Ashmore Investment Management and Singapore-based UOB Asset Management launched the first emerging markets collateralized debt obligation of the year with lead arranger Lehman Brothers in late March, heralding what could be a recovery for the asset class. The Russian crisis brought the issuance of emerging markets CDOs to a screeching halt for roughly two years, but a smattering of deals in 2000 and Ashmores re-entry into the market with a $170 million instrument indicates that investor demand is coming back.
"The timing was right," said Jerome Booth, a director at Ashmore. "Spreads on emerging markets debt are unsustainably high and we were able to lock those spreads in. More importantly, the demand was there." Ashmore was able to place all of the issue, including $22.1 million of Class D unrated preference shares. Typically CDO issuers are forced to hold onto the most subordinated piece of the instruments.

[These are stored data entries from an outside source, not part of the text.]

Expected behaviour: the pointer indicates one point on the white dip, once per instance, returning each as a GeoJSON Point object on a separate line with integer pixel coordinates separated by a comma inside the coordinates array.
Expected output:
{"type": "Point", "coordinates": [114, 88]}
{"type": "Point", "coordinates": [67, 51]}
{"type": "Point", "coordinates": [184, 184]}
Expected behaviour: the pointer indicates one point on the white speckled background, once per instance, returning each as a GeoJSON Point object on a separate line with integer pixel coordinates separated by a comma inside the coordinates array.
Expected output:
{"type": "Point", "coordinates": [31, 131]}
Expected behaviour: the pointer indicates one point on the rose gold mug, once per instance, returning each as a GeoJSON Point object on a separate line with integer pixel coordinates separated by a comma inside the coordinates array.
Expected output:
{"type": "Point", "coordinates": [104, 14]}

Ashmore and UOB broke the issue - entitled Atlas CDO I - into four tranches. The eight-year Class A tranche is the largest at $30.5 million and features a Aaa/AAA rating thanks to a wrap from Financial Security Assurances (FSA) that helped secure pricing of 55 basis points over Libor. The $3.8 million 10-year Class B piece is rated Baa2 and priced at 275 basis points over Libor while the $13.6 million 10-year fixed-rate piece is rated Ba2 and priced to yield 13.07%. The preference shares are unrated and offer an internal rate of return of 21%.
The portfolio of assets backing the CDO contains an 80% sovereign component and has a wide geographic distribution in order to minimize contagion risk. Roughly 25% of the underlying assets are from Latin America, 30% are from Asia 7.5% from Africa and 15% from Eastern Europe. The remaining 25% consists of investment-grade credits throughout the emerging markets.
Ashmore's decision to launch Atlas follows Phoenix Duff & Phelps' sale of a $250 million emerging markets CDO in August of 2000 and could mark a recovery for the asset class. Issuance of all emerging market CDOs disappeared after the Russia crisis when the investment-grade and crossover buyers that typically buy senior CDO tranches developed severe aversions to the paper. But the gradual improving perception of emerging markets has lured the buyside back and instruments with strong sovereign components should fare well going forward, Booth said.
"Emerging markets are perceived as very volatile but for this type of instrument the key is not volatility, it is the default and recovery rate, and with a 0.5% default rate and a 75% recovery rate, emerging markets sovereign debt compares favorably," Booth said.
Part of the success of future deals will also depend on securing an international investor base, it seems, as a key to closing the Atlas transaction was bringing in accounts from Asia through UOB.